Bien que les femmes eussent tout fait pour dissimuler l'événement, d'ailleurs moi aussi, mes cousines allèrent directement le raconter, et mon père devint fou furieux. Elle me tira de mon mutisme, s'efforçant de m'habiller tout seul avec des gestes si maladroits qu'il me fit mal, mais mon bonheur était tel que j'aurais souhaité qu'il me fasse mal de nouveau. Enfin, pour la première fois il s'occupait de moi et de plus me parlait aussi comme si j'étais grande, il a même passé mes mains autour de sa taille et m'a dit d'un ton que je n'oublierai jamais de ma vie : " N'aie pas peur, je suis là ". Et même plus tard, mon père a réussi, parfois, à me redire cette phrase en des moments très difficiles. Je serrais aussi de toutes mes forces mon corps contre le sien et me sentir vraiment chair de sa chair. J'étais son enfant à lui ; peut-être ma mère n'était pas ma vraie mère, car si elle avait vraiment souhaité m'avoir, elle ne m'aurait pas enfermé dans le four, dans le four sombre qui m'a appris le noir de l'enfer, la peur de l'enfer et la solitude.
Plus que tout, je me souviens de l'indicible solitude de ce noir, parce que je ne me rappelle rien d'autre ; tout était inscrit sur mon corps, et je réagissais et je réagis encore, parfois, comme si j'étais toujours dans ce trou noir du néant absolu.

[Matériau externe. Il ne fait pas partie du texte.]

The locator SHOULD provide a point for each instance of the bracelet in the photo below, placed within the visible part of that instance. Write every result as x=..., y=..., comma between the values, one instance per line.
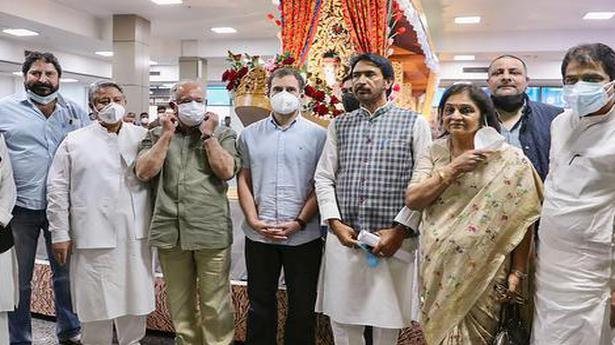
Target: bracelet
x=444, y=178
x=519, y=274
x=301, y=222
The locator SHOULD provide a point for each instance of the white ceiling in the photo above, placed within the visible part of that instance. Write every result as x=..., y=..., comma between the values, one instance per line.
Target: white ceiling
x=535, y=29
x=192, y=19
x=538, y=29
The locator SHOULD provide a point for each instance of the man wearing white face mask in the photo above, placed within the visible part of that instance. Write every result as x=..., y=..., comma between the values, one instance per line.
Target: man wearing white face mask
x=99, y=215
x=281, y=226
x=575, y=271
x=33, y=125
x=189, y=158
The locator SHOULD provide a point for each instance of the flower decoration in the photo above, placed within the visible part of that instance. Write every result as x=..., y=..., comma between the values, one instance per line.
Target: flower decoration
x=279, y=61
x=322, y=102
x=240, y=65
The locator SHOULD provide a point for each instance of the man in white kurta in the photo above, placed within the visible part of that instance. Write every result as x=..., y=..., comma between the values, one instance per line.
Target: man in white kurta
x=360, y=182
x=575, y=249
x=100, y=211
x=9, y=293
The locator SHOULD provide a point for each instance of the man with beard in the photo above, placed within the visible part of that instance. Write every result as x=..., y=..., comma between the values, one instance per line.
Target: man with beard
x=360, y=182
x=33, y=125
x=525, y=124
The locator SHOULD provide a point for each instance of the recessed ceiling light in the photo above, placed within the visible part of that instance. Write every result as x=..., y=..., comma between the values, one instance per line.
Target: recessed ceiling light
x=464, y=57
x=104, y=53
x=20, y=32
x=598, y=15
x=224, y=30
x=467, y=20
x=167, y=2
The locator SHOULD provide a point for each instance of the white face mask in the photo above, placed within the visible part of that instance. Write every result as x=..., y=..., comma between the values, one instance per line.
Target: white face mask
x=44, y=100
x=191, y=114
x=585, y=98
x=111, y=113
x=285, y=103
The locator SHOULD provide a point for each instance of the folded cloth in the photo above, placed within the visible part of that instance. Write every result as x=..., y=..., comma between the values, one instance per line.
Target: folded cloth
x=6, y=239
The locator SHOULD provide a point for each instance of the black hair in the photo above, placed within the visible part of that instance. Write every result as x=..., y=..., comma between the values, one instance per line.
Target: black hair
x=479, y=97
x=507, y=56
x=598, y=53
x=34, y=56
x=285, y=72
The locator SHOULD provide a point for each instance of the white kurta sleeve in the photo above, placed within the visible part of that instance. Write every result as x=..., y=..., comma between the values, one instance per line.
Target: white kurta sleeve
x=421, y=140
x=324, y=177
x=58, y=189
x=8, y=191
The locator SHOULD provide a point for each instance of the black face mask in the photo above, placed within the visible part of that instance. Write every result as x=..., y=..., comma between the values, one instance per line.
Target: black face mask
x=351, y=103
x=509, y=103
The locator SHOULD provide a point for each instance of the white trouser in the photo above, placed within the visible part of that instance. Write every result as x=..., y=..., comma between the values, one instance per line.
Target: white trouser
x=344, y=334
x=130, y=330
x=4, y=328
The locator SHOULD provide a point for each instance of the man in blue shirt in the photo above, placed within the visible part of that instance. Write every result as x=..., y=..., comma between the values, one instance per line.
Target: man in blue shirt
x=33, y=125
x=276, y=192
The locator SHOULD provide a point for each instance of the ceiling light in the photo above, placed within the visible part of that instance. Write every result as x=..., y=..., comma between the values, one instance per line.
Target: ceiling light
x=20, y=32
x=224, y=30
x=104, y=53
x=167, y=2
x=464, y=58
x=598, y=15
x=467, y=20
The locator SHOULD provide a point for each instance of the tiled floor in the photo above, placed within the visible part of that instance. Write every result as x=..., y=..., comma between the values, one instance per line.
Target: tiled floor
x=44, y=334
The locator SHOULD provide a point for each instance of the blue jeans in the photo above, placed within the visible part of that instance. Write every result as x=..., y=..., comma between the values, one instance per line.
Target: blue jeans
x=27, y=225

Je sais pour l'avoir charnellement vécu, que la solitude est d'un noir absolu, comme je sais qu'une fente de lumière, le plus léger soupçon de lumière - émanant surtout des plus proches - peut sauver l'âme humaine.
Assise, ma tête touchait le dos de mon père et ses paroles, rythmées comme une symphonie, s'enracinaient au fond de mon cœur : " Ce que les femmes t'ont fait, ma chérie, s'appelle superstition. Les superstitions viennent du fond des siècles, un siècle veut dire une suite de très nombreuses années, tellement nombreuses que fort peu de filles peuvent les vivres dans leurs totalités. Songe combien et combien de femmes ont traversé les siècles et accompli les mêmes gestes que ces vœux pour chasser de toi ce dont ils n'avaient même pas la connaissance."
J'ai gagné quelque chose à jamais ; " plus " et " moins " ne se mesurent pas, ce four est à la fois l'entrée et la sortie du labyrinthe, connaissance au-delà de la connaissance, incarnée dans notre mémoire qui se souvient, possède sa propre mémoire, transmise parfois par certaines réminiscences qui tracent leur itinéraire secret jusqu'à notre conscience.
J'ai demandé à Nada de m'expliquer cette histoire de four, dont la valeur symbolique me paraissait évidente, voilà sa réponse :
" Solitude " est une personnification de moi-même, c'est une description métaphorique de l'éducation que j'ai reçue, comme tant de filles : stricte, bloquée, téléguidée et loin de toute spontanéité. Et le but de cette éducation : être à l'écart de tous les problèmes sexuels précoces, surtout en période d'adolescence.
Le four est un moyen de personnifier cette prise de conscience en silence : encadré et fermé, noir et chaud.
Encadré et fermé : notre univers, auquel nous ne pouvons pas échapper (la classe à l'école, le bureau au travail, la chambre personnelle à la maison, …) Bref, solitude totale.
Noir : obscurantisme, ignorance totale de tout ce qui nous entoure, aussi bien à l'intérieur de notre univers qu'à l'extérieur, tout serait nouveau et pour toujours.
Chaud : par nos désirs refoulés et bloqués, tout en étant conscient de leur existence, mais que nous n'arrivons plus à extérioriser, à exprimer et à vivre pleinement, tout simplement par ignorance.